Find a bijection between the $(n-1)$ paths and the $n$-paths which have no downramps of even length. So here is the Question :-
A Dyck $n$-path is a lattice path of n upsteps $(x,y)$ $\rightarrow$ $(x + 1,y + 1)$ and $n$
downsteps $(x,y) \rightarrow (x + 1,y-1)$ that starts at the origin and never dips
below the $x$-axis. A downramp of length $m$ is an upstep followed by $m$
downsteps ending on the $x$ axis. Find a bijection between the $(n-1)$ paths
and the $n$-paths which have no downramps of even length.
I know the definition of Dyck-path , it is a staircase walk from $(0,0)$ to $(n,n)$ that strictly lies below the diagonal joining $(0,0)$ and $(n,n)$ , and got the definition of a downramp . But I am not sure how to show a bijection , can anyone help ?
 A: Let $A$ be the set of all $(n-1)$ paths and $B$ the set of all $n$-paths without even-length downramps. Define $u$: $A$ $\rightarrow$ $B$ as follows:- if the path has no even-lengthed downramps, then add an upstep followed by a downstep at the start of the path. Otherwise just add an upstep at the start and a downstep after the last even-lengthed downramp. The new path is an $n$-path and has no downramps until what was the last even-lengthed downramp, but is now odd. Hence all its downramps are odd and it belongs to set $B$.
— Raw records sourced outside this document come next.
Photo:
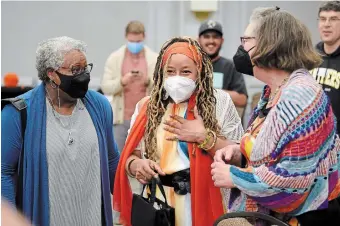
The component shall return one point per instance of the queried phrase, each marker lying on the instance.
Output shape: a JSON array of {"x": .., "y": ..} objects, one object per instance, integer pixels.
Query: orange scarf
[{"x": 206, "y": 199}]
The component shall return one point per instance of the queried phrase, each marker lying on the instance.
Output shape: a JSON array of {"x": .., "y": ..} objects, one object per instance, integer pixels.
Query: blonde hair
[{"x": 284, "y": 43}]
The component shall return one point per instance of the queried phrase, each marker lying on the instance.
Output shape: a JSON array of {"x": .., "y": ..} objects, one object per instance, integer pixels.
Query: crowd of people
[{"x": 174, "y": 117}]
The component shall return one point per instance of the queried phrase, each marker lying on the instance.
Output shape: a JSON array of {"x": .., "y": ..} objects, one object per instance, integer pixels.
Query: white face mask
[{"x": 179, "y": 88}]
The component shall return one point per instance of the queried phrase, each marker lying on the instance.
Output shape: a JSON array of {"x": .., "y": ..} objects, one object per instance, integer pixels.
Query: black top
[
  {"x": 232, "y": 80},
  {"x": 328, "y": 75}
]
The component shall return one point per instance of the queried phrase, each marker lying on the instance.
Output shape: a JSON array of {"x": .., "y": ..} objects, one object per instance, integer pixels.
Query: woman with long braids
[{"x": 174, "y": 134}]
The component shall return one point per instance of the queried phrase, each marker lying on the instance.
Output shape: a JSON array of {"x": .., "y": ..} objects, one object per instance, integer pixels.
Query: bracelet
[
  {"x": 206, "y": 140},
  {"x": 129, "y": 170},
  {"x": 214, "y": 141}
]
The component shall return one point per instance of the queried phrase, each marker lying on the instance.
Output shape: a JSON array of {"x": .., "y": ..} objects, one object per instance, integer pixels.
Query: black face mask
[
  {"x": 242, "y": 61},
  {"x": 75, "y": 86}
]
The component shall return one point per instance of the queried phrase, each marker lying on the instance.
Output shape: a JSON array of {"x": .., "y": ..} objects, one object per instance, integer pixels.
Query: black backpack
[{"x": 21, "y": 106}]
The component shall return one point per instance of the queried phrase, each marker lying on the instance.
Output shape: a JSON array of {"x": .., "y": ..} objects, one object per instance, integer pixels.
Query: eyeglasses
[
  {"x": 244, "y": 39},
  {"x": 331, "y": 20},
  {"x": 76, "y": 70}
]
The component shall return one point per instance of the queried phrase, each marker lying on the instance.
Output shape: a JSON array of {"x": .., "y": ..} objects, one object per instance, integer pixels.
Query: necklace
[
  {"x": 271, "y": 97},
  {"x": 70, "y": 139}
]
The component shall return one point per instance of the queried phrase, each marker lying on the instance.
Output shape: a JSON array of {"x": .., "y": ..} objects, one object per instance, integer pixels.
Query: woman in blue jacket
[{"x": 70, "y": 156}]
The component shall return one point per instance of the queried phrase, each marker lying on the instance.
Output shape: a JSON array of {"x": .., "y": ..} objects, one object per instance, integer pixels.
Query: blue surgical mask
[{"x": 135, "y": 47}]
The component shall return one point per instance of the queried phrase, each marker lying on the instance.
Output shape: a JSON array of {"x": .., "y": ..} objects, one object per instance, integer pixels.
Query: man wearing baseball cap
[{"x": 225, "y": 75}]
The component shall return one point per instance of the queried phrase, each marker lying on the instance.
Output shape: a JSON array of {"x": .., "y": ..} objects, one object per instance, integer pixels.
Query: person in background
[
  {"x": 287, "y": 164},
  {"x": 328, "y": 73},
  {"x": 225, "y": 76},
  {"x": 11, "y": 80},
  {"x": 128, "y": 78},
  {"x": 175, "y": 132},
  {"x": 70, "y": 156}
]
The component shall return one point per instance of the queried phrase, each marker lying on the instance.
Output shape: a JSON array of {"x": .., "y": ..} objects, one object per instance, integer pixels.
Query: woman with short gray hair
[
  {"x": 288, "y": 161},
  {"x": 69, "y": 153}
]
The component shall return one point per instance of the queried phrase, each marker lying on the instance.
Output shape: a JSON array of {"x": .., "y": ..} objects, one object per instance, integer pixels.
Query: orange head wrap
[
  {"x": 183, "y": 48},
  {"x": 11, "y": 80}
]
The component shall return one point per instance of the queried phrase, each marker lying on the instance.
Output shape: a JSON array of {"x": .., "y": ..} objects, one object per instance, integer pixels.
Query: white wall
[{"x": 101, "y": 25}]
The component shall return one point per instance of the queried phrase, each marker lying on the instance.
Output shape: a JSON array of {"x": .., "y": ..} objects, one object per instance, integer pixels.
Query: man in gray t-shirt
[{"x": 225, "y": 75}]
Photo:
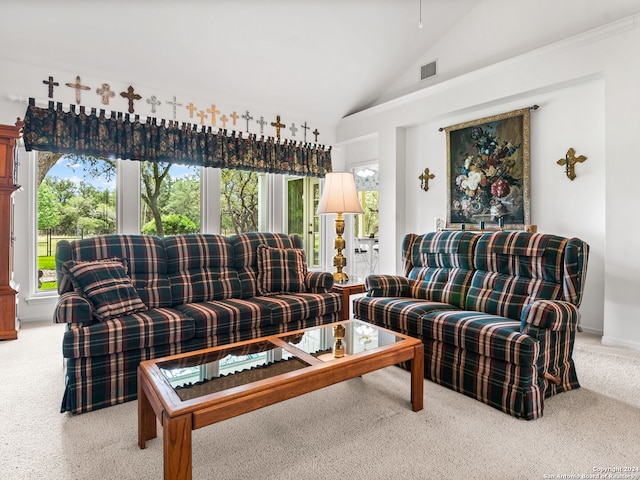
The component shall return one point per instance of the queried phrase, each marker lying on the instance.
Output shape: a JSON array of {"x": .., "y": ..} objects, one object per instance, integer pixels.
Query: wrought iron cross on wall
[{"x": 424, "y": 179}]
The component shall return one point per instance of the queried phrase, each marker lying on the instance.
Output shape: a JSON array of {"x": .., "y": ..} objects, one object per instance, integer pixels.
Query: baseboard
[
  {"x": 617, "y": 342},
  {"x": 592, "y": 331}
]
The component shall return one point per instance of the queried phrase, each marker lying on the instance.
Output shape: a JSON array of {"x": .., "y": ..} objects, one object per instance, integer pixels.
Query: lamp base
[{"x": 340, "y": 277}]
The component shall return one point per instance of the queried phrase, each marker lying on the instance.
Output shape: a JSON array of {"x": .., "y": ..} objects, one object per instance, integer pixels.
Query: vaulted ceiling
[{"x": 320, "y": 59}]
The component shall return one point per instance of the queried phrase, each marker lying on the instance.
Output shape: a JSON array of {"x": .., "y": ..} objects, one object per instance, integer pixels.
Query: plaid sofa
[
  {"x": 497, "y": 312},
  {"x": 129, "y": 298}
]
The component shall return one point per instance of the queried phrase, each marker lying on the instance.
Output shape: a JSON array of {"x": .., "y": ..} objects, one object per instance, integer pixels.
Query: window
[
  {"x": 303, "y": 195},
  {"x": 239, "y": 201},
  {"x": 170, "y": 197},
  {"x": 75, "y": 199},
  {"x": 366, "y": 179}
]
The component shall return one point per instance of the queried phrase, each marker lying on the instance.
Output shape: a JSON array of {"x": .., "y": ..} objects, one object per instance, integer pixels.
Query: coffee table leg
[
  {"x": 417, "y": 378},
  {"x": 177, "y": 447},
  {"x": 147, "y": 428}
]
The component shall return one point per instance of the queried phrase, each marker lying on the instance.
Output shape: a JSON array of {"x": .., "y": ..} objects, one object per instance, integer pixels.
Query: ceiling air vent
[{"x": 428, "y": 70}]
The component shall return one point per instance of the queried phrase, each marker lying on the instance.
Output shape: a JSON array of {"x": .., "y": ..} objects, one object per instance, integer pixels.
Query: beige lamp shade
[{"x": 339, "y": 194}]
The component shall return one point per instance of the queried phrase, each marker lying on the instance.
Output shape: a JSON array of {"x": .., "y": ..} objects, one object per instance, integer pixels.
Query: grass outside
[{"x": 47, "y": 263}]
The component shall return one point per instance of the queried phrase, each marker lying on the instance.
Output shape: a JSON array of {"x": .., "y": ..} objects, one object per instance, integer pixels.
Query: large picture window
[
  {"x": 76, "y": 198},
  {"x": 170, "y": 197},
  {"x": 239, "y": 201}
]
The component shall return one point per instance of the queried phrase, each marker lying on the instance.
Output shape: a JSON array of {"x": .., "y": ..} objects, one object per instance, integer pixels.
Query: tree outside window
[
  {"x": 170, "y": 199},
  {"x": 239, "y": 199}
]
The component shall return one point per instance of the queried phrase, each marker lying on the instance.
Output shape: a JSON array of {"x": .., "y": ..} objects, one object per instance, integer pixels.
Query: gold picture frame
[{"x": 488, "y": 172}]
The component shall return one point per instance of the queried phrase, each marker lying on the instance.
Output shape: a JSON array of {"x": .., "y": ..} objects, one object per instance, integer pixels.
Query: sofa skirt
[{"x": 102, "y": 381}]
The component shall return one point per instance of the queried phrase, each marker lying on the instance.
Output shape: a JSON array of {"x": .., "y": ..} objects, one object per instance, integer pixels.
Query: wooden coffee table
[{"x": 230, "y": 380}]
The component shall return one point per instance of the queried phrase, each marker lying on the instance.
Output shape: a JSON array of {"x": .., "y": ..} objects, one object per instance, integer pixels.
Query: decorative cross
[
  {"x": 174, "y": 104},
  {"x": 248, "y": 118},
  {"x": 305, "y": 130},
  {"x": 424, "y": 179},
  {"x": 569, "y": 162},
  {"x": 213, "y": 113},
  {"x": 51, "y": 84},
  {"x": 78, "y": 86},
  {"x": 153, "y": 101},
  {"x": 202, "y": 114},
  {"x": 106, "y": 93},
  {"x": 131, "y": 96},
  {"x": 192, "y": 108},
  {"x": 278, "y": 126},
  {"x": 262, "y": 123}
]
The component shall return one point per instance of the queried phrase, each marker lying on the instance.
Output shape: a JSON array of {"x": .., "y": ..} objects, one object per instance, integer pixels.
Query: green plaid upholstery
[
  {"x": 146, "y": 261},
  {"x": 506, "y": 386},
  {"x": 287, "y": 307},
  {"x": 222, "y": 317},
  {"x": 318, "y": 282},
  {"x": 73, "y": 308},
  {"x": 101, "y": 381},
  {"x": 201, "y": 292},
  {"x": 281, "y": 270},
  {"x": 158, "y": 326},
  {"x": 496, "y": 312},
  {"x": 200, "y": 268},
  {"x": 106, "y": 285},
  {"x": 245, "y": 254},
  {"x": 386, "y": 286},
  {"x": 440, "y": 266}
]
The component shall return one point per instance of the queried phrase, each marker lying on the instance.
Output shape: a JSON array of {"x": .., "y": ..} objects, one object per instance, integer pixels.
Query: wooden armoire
[{"x": 8, "y": 293}]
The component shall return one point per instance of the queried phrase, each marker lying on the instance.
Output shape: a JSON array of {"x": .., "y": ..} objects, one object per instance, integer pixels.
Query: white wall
[{"x": 587, "y": 89}]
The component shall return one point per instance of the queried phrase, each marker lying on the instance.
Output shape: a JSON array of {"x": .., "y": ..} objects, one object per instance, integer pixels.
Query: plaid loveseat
[
  {"x": 497, "y": 312},
  {"x": 129, "y": 298}
]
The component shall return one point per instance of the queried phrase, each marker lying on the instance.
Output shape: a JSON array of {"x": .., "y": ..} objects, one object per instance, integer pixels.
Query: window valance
[{"x": 118, "y": 136}]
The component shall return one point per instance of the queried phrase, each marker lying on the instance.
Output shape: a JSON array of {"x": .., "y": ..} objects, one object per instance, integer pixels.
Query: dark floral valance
[{"x": 118, "y": 136}]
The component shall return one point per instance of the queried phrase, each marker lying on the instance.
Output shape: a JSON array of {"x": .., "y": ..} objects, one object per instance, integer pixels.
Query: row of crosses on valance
[
  {"x": 98, "y": 134},
  {"x": 210, "y": 115}
]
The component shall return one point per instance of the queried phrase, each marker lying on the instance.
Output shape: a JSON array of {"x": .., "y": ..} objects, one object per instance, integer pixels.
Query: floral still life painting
[{"x": 488, "y": 171}]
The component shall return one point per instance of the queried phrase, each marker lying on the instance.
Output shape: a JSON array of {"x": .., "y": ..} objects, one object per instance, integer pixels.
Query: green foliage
[
  {"x": 46, "y": 263},
  {"x": 162, "y": 195},
  {"x": 49, "y": 285},
  {"x": 69, "y": 208},
  {"x": 173, "y": 224},
  {"x": 239, "y": 201},
  {"x": 48, "y": 212}
]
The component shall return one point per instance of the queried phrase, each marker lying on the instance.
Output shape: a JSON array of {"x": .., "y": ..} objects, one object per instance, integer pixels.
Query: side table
[{"x": 348, "y": 288}]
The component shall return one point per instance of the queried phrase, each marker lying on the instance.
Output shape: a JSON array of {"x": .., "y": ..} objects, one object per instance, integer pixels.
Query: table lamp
[{"x": 339, "y": 196}]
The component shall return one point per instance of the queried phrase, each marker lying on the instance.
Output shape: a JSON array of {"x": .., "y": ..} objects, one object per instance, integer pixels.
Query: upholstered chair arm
[
  {"x": 73, "y": 308},
  {"x": 318, "y": 282},
  {"x": 554, "y": 315},
  {"x": 387, "y": 286}
]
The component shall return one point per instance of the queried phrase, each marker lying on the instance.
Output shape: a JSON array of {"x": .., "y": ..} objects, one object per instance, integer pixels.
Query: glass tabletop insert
[
  {"x": 212, "y": 372},
  {"x": 359, "y": 337}
]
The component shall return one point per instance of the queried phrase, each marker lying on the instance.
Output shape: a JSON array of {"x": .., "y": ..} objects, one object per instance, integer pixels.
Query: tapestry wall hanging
[{"x": 488, "y": 172}]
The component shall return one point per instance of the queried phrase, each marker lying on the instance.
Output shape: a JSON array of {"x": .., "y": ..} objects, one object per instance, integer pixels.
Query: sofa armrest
[
  {"x": 73, "y": 308},
  {"x": 318, "y": 282},
  {"x": 387, "y": 286},
  {"x": 554, "y": 315}
]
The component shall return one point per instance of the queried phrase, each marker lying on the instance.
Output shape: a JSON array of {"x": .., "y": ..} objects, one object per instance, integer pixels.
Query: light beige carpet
[{"x": 360, "y": 429}]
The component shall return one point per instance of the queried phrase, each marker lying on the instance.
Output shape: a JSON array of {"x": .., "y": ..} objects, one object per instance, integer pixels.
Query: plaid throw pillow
[
  {"x": 106, "y": 285},
  {"x": 281, "y": 270}
]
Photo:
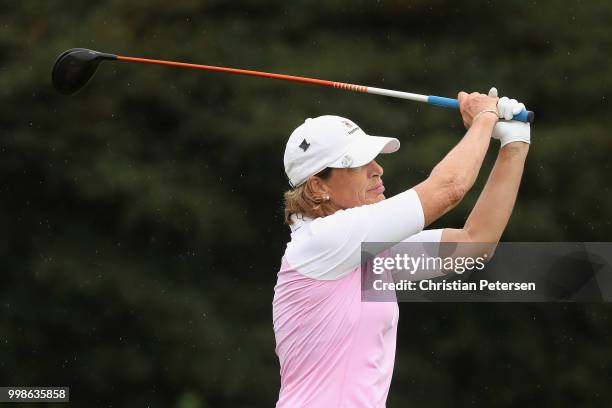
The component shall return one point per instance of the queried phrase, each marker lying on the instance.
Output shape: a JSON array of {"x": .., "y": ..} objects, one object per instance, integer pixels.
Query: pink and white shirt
[{"x": 335, "y": 350}]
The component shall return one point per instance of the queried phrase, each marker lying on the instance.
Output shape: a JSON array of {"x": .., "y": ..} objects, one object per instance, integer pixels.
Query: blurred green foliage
[{"x": 142, "y": 217}]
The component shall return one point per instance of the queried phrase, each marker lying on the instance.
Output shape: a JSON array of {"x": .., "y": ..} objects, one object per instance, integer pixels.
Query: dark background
[{"x": 142, "y": 219}]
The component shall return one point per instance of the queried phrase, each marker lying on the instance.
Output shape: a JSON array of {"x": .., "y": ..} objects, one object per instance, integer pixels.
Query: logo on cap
[
  {"x": 304, "y": 145},
  {"x": 347, "y": 160}
]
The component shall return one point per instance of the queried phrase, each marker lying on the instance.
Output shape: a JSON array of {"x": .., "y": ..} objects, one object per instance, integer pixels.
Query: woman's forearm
[
  {"x": 492, "y": 211},
  {"x": 462, "y": 164}
]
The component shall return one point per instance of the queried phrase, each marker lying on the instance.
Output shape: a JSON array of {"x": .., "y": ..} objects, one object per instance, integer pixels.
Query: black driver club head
[{"x": 74, "y": 67}]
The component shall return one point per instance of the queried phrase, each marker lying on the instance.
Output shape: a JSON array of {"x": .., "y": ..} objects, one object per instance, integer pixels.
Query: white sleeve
[{"x": 329, "y": 248}]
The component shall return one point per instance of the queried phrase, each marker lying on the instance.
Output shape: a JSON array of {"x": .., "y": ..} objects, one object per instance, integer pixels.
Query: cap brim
[{"x": 365, "y": 149}]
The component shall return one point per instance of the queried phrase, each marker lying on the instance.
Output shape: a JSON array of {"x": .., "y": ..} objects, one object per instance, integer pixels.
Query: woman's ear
[{"x": 318, "y": 188}]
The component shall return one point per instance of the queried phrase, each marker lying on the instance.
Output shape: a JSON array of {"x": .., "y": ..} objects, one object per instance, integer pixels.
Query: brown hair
[{"x": 302, "y": 200}]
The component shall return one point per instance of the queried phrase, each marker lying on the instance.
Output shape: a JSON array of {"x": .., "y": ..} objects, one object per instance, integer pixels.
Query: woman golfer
[{"x": 334, "y": 349}]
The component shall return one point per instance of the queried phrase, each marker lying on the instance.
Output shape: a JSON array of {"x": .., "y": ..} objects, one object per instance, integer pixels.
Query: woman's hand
[{"x": 475, "y": 104}]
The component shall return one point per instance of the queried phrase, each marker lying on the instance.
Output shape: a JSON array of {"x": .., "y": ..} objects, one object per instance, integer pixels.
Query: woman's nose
[{"x": 377, "y": 169}]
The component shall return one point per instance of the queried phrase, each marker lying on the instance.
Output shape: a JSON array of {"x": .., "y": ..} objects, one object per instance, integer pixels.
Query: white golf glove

Now define L: $B$ $\rightarrow$ $A$ as follows:- remove an upstep from the start and remove a downstep from the first downramp. The result is $A$. A little thought shows that ud and du are both identity maps. Hence u and d are both bijections.
A: The answer provided by Maths-Lover is actually incorrect.
The injection $u: A \to B$ is fine, however its inverse is incorrect.
Consider the inverse $L$ acting on the two Dyck paths represented by the binary strings $p_1 = 11101000$ and $p_2 = 10111000$ (where $1$ is an up-step and $0$ is a down-step). Notice how $L(p_1) = L(p_2) = 111000$ -- which means that $L$ is not injective and cannot be an inverse.
The correct inverse would be the function $I: B \to A$ which acts on a path in $p \in B$ as follows. If $p$ begins with a $10$, then $I(p)$ is the path with the first $10$ removed.
Otherwise, $I$ removes the first $1$ and the first $0$ from the first block of $0$s of odd length at least $3$.